Apple has sharply increased iPhone exports from India to the U.S., doubling shipment value in April 2025 compared to the same month last year. According to government figures, the total value reached ₹17,219 crore (around $2.03 billion).
This shift reflects Apple’s efforts to reduce reliance on Chinese factories. The company is responding to rising U.S. trade barriers and ongoing geopolitical tensions. By moving more production to India, Apple avoids new tariffs while strengthening supply chain resilience.

Most U.S. iPhones Now Come from India
Apple CEO Tim Cook confirmed that over 50% of iPhones sold in the U.S. during Q2 2025 were made in India.

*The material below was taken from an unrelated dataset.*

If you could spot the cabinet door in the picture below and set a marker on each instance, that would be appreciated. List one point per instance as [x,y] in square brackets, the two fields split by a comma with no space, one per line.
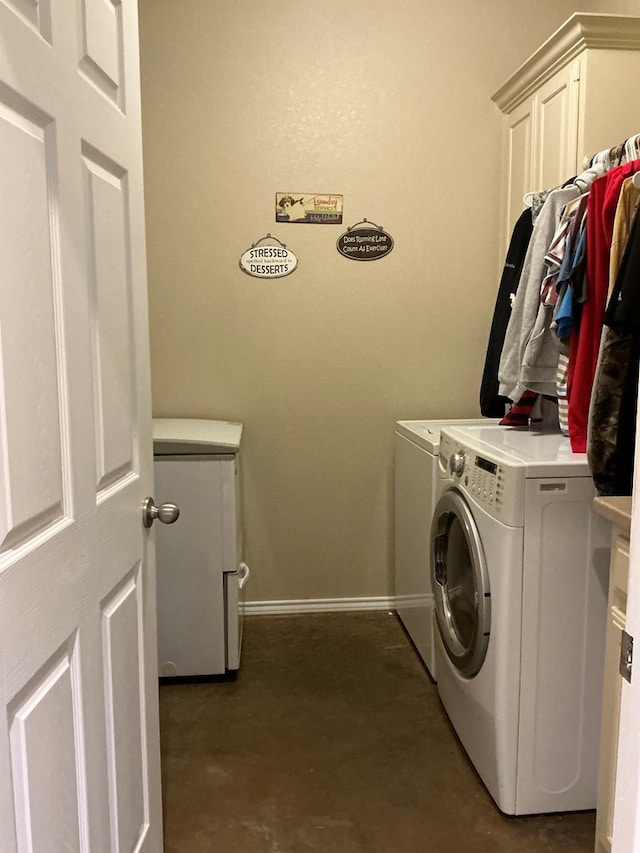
[556,128]
[520,125]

Data from The Times of India shows a steep rise in India-to-U.S. exports: in March, 97.6% of India’s iPhone shipments went to the U.S., up from 81.9% in January.
Apple’s contract manufacturers, including Foxconn and Tata, have expanded local operations to meet growing demand. These partners are building new facilities across India, aiming to support full-scale production of the iPhone 18 for the U.S. market by late 2026.

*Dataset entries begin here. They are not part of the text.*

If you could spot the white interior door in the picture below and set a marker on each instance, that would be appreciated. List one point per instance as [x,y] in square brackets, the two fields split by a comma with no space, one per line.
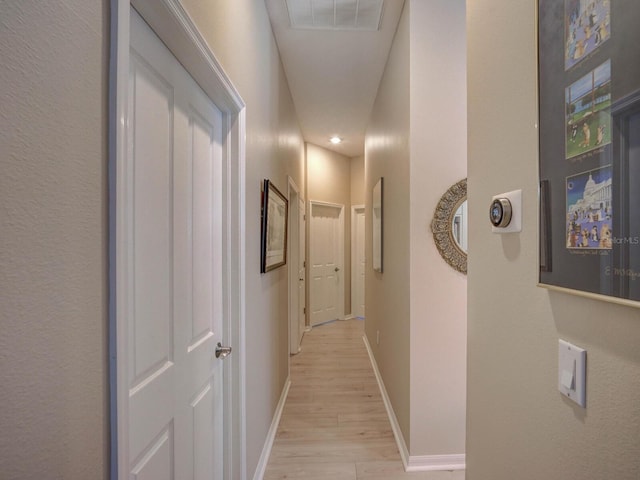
[327,279]
[173,264]
[359,261]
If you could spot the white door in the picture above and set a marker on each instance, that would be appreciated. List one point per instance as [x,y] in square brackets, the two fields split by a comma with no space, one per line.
[359,264]
[173,268]
[326,245]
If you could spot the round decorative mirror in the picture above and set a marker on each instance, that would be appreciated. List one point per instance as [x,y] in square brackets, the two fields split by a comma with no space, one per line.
[449,226]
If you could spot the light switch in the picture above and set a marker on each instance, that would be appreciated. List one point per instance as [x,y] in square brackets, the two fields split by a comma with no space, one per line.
[572,362]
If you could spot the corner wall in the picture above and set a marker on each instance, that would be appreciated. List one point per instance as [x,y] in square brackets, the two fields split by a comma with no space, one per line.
[438,292]
[53,240]
[387,294]
[518,424]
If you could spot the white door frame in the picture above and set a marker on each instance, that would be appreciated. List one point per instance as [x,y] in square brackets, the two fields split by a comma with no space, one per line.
[175,28]
[340,313]
[293,267]
[355,209]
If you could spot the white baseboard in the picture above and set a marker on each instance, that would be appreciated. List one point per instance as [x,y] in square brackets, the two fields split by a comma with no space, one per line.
[416,463]
[271,434]
[425,463]
[395,426]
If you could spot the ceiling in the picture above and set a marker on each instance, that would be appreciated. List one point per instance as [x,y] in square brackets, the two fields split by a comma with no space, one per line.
[334,71]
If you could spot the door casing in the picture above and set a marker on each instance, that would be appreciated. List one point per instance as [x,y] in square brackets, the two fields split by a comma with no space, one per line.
[175,28]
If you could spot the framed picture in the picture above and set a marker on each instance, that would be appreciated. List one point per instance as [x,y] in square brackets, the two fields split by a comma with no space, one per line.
[589,107]
[273,239]
[377,207]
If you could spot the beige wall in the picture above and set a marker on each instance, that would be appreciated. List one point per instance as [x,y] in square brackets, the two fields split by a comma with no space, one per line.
[387,294]
[329,180]
[239,33]
[53,255]
[438,292]
[518,424]
[53,245]
[417,142]
[357,181]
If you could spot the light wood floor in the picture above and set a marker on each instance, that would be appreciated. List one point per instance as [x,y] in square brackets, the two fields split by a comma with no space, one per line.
[334,424]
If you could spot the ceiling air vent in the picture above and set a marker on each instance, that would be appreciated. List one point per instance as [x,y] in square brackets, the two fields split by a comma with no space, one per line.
[335,14]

Apple’s Long-Term Plan for Supply Chain Diversification
This move isn’t just about avoiding current tariffs. Apple is investing in India as a core part of its global strategy. Even though the U.S. government offered temporary tariff relief on some Chinese goods, Apple continues to push forward with its India expansion.
The company sees India as more than a backup—it’s building a robust, long-term production base. With new factories, growing exports, and government support, Apple is shaping India into a key player in its supply chain.